Gran bel concerto degli Afterhours mercoledì sera all'Atlantico Live a Roma. Dopo la manciata di date della scorsa estate col nuovo disco appena uscito e la scaletta da rodare, il Cub Tour 2017 partito da Trezzo lo scorso 9 marzo, fa tappa nella capitale, e tutti a chiedersi: se sarà un concerto come lo scorso luglio a Capannelle, ricco di 'Folfiri o Folfox', appunto l’ultimo album uscito nel 2016, se la formazione, modificatasi nel 2014, continui a tirare come ai vecchi tempi o abbia solo aumentato il volume e il rumore sul palco, e infine se Manuel Agnelli sia stato per qualche motivo corrotto e traviato dall’esperienza televisiva a X Factor.
Diciamo subito che, a distanza di tre anni, la nuova line up ha ormai metabolizzato le partenze dei “due Giorgi”, Prette, storico fondatore della band, e Ciccarelli (collaboratore come chitarrista dal 2002), e spinge come un treno. Moltissime, (praticamente tutte) le canzoni dell'ultimo album nella prima parte della scaletta, che lascia spiazzati i tanti che erano lì pregustando soprattutto le hit più famose. Ma come spesso nel loro stile, Manuel Agnelli e compagni spesso preferiscono deviare il corso prestabilito e atteso, e quando capiscono che il concerto rischia di diventare un'autocelebrazione, beh...decidono di prendersi anche qualche mugugno (e qualcuno tra il pubblico sulla pianistica e intima “L’odore della giacca di mio padre”, non ha nascosto la propria insofferenza: il prezzo da pagare quando si finisce con attirare anche la platea generalista televisiva) per provare a fare un concerto diverso, nuovo.

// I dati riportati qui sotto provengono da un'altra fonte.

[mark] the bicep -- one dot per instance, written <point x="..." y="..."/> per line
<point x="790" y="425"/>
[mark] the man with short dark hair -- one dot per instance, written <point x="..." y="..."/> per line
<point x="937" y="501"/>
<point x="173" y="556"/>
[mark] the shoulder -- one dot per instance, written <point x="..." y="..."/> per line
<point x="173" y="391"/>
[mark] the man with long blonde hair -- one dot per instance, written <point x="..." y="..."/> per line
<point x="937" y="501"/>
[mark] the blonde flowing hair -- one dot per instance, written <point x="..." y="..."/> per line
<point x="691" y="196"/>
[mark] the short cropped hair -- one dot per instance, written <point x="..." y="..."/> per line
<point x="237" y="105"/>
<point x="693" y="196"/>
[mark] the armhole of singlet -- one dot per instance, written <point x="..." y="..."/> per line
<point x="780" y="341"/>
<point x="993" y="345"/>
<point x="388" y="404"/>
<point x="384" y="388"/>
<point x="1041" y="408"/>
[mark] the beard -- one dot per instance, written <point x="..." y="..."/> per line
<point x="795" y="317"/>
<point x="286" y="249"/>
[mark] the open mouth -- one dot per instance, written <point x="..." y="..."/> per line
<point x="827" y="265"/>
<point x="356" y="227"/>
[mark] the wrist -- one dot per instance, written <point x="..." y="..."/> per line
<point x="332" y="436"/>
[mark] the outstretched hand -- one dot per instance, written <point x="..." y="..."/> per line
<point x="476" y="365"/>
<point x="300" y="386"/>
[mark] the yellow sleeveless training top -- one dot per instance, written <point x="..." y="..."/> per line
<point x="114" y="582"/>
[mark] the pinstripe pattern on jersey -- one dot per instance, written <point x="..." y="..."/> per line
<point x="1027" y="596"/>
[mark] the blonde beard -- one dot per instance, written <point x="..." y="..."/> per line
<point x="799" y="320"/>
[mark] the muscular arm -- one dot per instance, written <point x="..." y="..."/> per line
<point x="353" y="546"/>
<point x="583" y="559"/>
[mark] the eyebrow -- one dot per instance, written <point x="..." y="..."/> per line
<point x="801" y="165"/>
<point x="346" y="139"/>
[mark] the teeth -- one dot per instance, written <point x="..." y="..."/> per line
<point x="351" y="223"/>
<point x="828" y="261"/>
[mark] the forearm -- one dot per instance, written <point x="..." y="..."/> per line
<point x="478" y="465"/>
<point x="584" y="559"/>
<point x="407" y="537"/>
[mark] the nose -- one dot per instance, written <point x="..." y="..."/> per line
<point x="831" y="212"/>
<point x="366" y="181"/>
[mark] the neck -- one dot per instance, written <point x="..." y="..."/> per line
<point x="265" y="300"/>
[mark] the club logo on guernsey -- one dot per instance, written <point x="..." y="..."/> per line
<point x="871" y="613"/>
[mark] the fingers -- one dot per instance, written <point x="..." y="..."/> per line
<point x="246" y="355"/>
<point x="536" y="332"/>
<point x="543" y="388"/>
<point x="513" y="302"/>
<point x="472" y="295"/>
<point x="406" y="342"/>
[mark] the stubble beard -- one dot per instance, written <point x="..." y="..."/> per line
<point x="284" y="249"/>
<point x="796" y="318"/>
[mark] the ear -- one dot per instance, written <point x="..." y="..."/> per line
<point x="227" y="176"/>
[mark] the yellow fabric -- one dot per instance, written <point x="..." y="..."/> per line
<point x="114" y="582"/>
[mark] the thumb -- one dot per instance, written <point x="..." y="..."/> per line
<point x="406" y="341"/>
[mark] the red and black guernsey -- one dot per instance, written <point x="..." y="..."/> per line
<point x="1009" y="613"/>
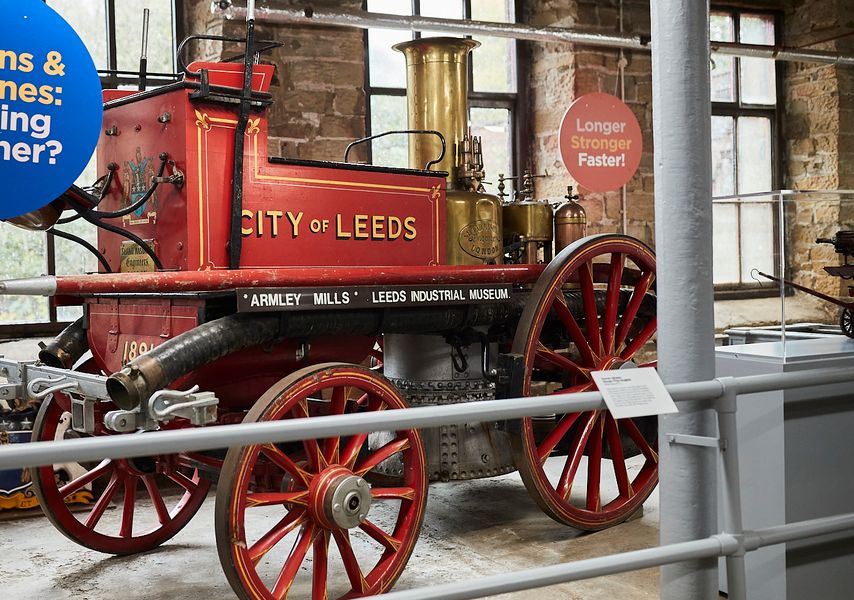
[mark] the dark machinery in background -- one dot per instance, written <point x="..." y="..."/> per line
<point x="236" y="286"/>
<point x="843" y="243"/>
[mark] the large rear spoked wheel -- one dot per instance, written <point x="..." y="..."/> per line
<point x="592" y="309"/>
<point x="303" y="520"/>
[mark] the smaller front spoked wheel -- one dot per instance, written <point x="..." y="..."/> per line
<point x="303" y="520"/>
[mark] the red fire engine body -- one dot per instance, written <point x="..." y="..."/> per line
<point x="335" y="262"/>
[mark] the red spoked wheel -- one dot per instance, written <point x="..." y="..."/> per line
<point x="592" y="309"/>
<point x="136" y="504"/>
<point x="302" y="520"/>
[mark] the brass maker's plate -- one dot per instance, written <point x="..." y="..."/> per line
<point x="135" y="260"/>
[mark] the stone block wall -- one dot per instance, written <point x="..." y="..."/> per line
<point x="320" y="106"/>
<point x="562" y="72"/>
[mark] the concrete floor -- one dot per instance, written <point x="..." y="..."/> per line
<point x="471" y="529"/>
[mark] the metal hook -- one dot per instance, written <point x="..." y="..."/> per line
<point x="753" y="276"/>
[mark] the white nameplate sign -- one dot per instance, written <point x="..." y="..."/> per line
<point x="632" y="393"/>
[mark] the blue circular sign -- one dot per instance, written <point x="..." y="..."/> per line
<point x="50" y="106"/>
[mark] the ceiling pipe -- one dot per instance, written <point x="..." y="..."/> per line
<point x="518" y="31"/>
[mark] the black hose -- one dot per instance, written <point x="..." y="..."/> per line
<point x="235" y="238"/>
<point x="67" y="348"/>
<point x="208" y="342"/>
<point x="83" y="212"/>
<point x="73" y="238"/>
<point x="141" y="202"/>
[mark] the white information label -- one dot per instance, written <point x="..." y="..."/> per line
<point x="634" y="392"/>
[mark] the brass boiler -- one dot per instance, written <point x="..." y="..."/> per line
<point x="529" y="222"/>
<point x="437" y="99"/>
<point x="570" y="222"/>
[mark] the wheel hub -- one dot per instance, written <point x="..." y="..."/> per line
<point x="340" y="499"/>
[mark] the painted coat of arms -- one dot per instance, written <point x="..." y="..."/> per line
<point x="137" y="176"/>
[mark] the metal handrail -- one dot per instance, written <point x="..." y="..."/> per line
<point x="244" y="434"/>
<point x="733" y="544"/>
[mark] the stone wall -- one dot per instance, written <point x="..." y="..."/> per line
<point x="818" y="133"/>
<point x="319" y="85"/>
<point x="320" y="106"/>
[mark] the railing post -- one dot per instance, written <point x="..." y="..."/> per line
<point x="731" y="487"/>
<point x="683" y="240"/>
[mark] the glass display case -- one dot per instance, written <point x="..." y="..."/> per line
<point x="795" y="246"/>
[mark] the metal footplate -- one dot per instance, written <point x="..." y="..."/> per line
<point x="32" y="382"/>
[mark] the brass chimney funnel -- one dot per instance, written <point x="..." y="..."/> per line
<point x="437" y="98"/>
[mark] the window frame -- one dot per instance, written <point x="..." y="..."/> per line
<point x="735" y="110"/>
<point x="515" y="103"/>
<point x="109" y="80"/>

Si parte intorno alle 22, con Ne’ pane ne’ pesci, Qualche tipo di grandezza, e Oggi: 'Folfiri o Folfox' è un disco solido, impegnativo, a tratti anche pesante, che parla di perdita (e che perdita: quella del padre) ma anche di speranza e lotta personale, a volte intima. E se alcuni brani, più cupi (uno su tutti: l’enigmatica e oscura San Miguel), dal vivo fanno un po' di fatica a colpire nel segno, altri che tirano a mille, come Il mio popolo si fa o Ti cambia il sapore, o ballate come Se io fossi il giudice, o Non voglio ritrovare il tuo nome, sono già destinati a diventare dei classici degli Afterhours.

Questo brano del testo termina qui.